Of course this means it is using the less of the data for scaling so it’s more suitable for when there are outliers in the data.

Let’s take a look at this one in action on some data with outliers

In [4]:
x = pd.DataFrame({
    # Distribution with lower outliers
    'x1': np.concatenate([np.random.normal(20, 1, 1000), np.random.normal(1, 1, 25)]),
    # Distribution with higher outliers
    'x2': np.concatenate([np.random.normal(30, 1, 1000), np.random.normal(50, 1, 25)]),
})

scaler = preprocessing.RobustScaler()
robust_scaled_df = scaler.fit_transform(x)
robust_scaled_df = pd.DataFrame(robust_scaled_df, columns=['x1', 'x2'])

scaler = preprocessing.MinMaxScaler()
minmax_scaled_df = scaler.fit_transform(x)
minmax_scaled_df = pd.DataFrame(minmax_scaled_df, columns=['x1', 'x2'])

fig, (ax1, ax2, ax3) = plt.subplots(ncols=3, figsize=(9, 5))
ax1.set_title('Before Scaling')
sns.kdeplot(x['x1'], ax=ax1)
sns.kdeplot(x['x2'], ax=ax1)
ax2.set_title('After Robust Scaling')
sns.kdeplot(robust_scaled_df['x1'], ax=ax2)
sns.kdeplot(robust_scaled_df['x2'], ax=ax2)
ax3.set_title('After Min-Max Scaling')
sns.kdeplot(minmax_scaled_df['x1'], ax=ax3)
sns.kdeplot(minmax_scaled_df['x2'], ax=ax3)
plt.show()

Notice that after Robust scaling, the distributions are brought into the same scale and overlap, but the outliers remain outside of bulk of the new distributions.
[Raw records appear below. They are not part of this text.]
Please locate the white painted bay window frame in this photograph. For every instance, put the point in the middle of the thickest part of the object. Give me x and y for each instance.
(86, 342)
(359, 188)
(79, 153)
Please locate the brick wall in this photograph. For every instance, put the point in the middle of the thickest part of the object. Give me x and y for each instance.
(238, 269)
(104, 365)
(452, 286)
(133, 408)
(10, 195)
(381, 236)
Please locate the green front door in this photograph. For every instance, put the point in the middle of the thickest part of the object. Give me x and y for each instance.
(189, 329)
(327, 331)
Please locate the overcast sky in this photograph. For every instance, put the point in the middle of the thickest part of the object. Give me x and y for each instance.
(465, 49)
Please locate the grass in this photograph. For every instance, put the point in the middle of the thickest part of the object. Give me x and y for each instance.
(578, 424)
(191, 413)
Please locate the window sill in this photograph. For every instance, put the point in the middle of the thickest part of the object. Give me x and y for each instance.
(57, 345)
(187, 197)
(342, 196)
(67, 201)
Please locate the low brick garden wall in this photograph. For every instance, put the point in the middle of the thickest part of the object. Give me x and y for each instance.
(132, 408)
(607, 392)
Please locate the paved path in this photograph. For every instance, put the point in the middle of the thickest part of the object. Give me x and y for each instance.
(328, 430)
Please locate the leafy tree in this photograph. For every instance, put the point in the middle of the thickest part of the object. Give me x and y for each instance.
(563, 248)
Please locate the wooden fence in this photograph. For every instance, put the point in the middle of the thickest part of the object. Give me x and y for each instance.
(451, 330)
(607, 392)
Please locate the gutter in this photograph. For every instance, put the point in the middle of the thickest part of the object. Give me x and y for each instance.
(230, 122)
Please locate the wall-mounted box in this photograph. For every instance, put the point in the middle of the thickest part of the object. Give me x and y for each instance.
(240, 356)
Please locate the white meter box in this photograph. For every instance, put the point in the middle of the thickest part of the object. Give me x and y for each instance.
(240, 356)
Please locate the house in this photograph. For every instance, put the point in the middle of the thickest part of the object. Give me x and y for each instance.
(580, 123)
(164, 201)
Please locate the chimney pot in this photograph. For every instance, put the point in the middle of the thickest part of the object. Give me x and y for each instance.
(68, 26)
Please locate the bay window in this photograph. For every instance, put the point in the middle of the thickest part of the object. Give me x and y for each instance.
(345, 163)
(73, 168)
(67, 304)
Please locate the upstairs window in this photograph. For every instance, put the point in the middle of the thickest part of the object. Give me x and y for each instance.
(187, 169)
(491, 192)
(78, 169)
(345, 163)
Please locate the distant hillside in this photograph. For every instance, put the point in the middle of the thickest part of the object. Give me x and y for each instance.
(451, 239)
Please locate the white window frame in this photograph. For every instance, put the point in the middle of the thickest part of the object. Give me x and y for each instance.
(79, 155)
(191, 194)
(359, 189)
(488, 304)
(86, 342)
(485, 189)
However, in Min-Max scaling, the two normal distributions are kept seperate by the outliers that are inside the 0-1 range.

Normalizer

The normalizer scales each value by dividing each value by its magnitude in $n$-dimensional space for $n$ number of features.

Say your features were x, y and z Cartesian co-ordinates your scaled value for x would be:

$ \dfrac{x_i}{\sqrt{x_i^2 + y_i^2 + z_i^2}} $

Each point is now within 1 unit of the origin on this Cartesian co-ordinate system.

In [5]:
from mpl_toolkits.mplot3d import Axes3D

df = pd.DataFrame({
    'x1': np.random.randint(-100, 100, 1000).astype(float),
    'y1': np.random.randint(-80, 80, 1000).astype(float),
    'z1': np.random.randint(-150, 150, 1000).astype(float),
})

scaler = preprocessing.Normalizer()
scaled_df = scaler.fit_transform(df)
scaled_df = pd.DataFrame(scaled_df, columns=df.columns)
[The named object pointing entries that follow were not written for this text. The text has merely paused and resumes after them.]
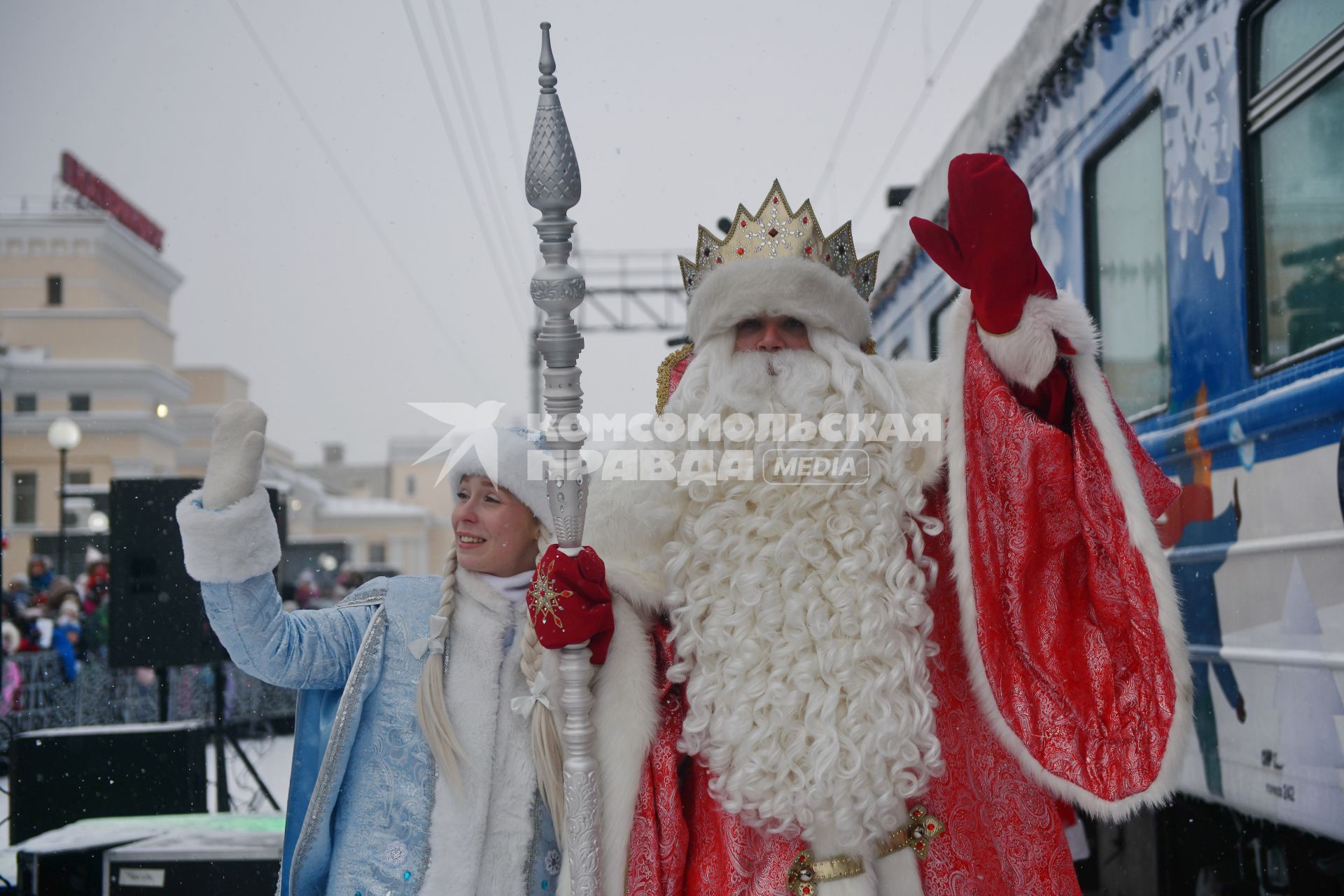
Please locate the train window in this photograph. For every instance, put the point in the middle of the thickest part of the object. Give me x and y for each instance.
(1296, 125)
(1126, 262)
(1284, 33)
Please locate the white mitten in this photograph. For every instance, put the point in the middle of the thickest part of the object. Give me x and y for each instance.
(235, 448)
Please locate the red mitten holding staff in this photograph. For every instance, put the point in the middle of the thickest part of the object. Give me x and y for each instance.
(570, 603)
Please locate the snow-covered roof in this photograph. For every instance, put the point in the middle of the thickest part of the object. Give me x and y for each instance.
(379, 508)
(1009, 89)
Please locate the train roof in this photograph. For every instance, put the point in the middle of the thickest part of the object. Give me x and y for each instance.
(1015, 89)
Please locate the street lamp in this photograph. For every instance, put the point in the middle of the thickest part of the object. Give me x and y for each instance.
(64, 434)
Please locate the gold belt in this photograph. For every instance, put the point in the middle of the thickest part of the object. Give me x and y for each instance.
(806, 874)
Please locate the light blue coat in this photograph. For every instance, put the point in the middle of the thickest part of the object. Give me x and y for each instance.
(368, 812)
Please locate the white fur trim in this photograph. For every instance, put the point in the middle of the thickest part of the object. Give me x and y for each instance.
(479, 836)
(229, 546)
(628, 524)
(793, 286)
(1097, 402)
(898, 875)
(926, 393)
(512, 473)
(1027, 354)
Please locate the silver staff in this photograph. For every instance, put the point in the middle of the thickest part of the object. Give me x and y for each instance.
(553, 188)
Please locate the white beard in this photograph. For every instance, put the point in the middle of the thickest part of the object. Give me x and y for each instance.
(800, 622)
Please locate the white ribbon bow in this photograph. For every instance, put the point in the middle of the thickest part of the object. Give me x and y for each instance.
(435, 643)
(537, 695)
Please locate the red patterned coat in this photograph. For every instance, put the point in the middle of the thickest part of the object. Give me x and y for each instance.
(1060, 668)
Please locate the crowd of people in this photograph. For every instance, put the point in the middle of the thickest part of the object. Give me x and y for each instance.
(48, 612)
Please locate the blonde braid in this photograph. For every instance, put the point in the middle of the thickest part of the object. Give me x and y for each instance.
(430, 704)
(547, 752)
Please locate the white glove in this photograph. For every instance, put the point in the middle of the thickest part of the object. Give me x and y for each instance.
(235, 449)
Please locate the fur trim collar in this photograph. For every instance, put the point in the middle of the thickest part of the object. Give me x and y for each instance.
(793, 286)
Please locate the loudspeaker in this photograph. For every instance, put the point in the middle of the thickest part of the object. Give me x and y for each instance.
(156, 617)
(59, 776)
(197, 862)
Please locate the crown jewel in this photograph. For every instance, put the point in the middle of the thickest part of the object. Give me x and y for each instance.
(777, 232)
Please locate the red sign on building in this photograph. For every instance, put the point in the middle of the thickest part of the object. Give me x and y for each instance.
(101, 194)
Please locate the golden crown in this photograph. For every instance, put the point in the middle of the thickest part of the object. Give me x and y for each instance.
(777, 232)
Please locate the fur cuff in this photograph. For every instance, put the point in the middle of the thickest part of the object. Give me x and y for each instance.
(793, 286)
(233, 545)
(1027, 354)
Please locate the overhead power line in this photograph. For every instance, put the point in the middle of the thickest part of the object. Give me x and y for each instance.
(502, 83)
(505, 289)
(913, 115)
(340, 171)
(460, 77)
(879, 42)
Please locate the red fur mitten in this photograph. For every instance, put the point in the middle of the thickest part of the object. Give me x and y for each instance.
(570, 603)
(987, 245)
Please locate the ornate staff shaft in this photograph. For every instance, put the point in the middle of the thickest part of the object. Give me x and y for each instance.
(553, 188)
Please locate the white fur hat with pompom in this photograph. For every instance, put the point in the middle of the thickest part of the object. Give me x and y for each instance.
(518, 465)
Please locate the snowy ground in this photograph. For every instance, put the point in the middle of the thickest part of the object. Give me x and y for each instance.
(270, 757)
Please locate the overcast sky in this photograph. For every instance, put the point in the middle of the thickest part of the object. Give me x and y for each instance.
(327, 234)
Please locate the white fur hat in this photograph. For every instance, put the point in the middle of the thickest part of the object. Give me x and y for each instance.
(518, 451)
(784, 286)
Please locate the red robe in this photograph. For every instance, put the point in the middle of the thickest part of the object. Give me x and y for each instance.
(1077, 678)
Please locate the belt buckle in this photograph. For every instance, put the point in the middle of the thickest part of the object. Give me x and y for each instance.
(803, 876)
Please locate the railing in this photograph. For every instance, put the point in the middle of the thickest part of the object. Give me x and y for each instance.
(101, 695)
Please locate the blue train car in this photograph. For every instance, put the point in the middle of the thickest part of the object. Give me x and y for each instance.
(1186, 160)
fig = plt.figure(figsize=(9, 5))
ax1 = fig.add_subplot(121, projection='3d')
ax2 = fig.add_subplot(122, projection='3d')
ax1.scatter(df['x1'], df['y1'], df['z1'])
ax2.scatter(scaled_df['x1'], scaled_df['y1'], scaled_df['z1'])
plt.show()

Note that the points are all brought within a sphere that is at most 1 away from the origin at any point. Also, the axes that were previously different scales are now all one scale.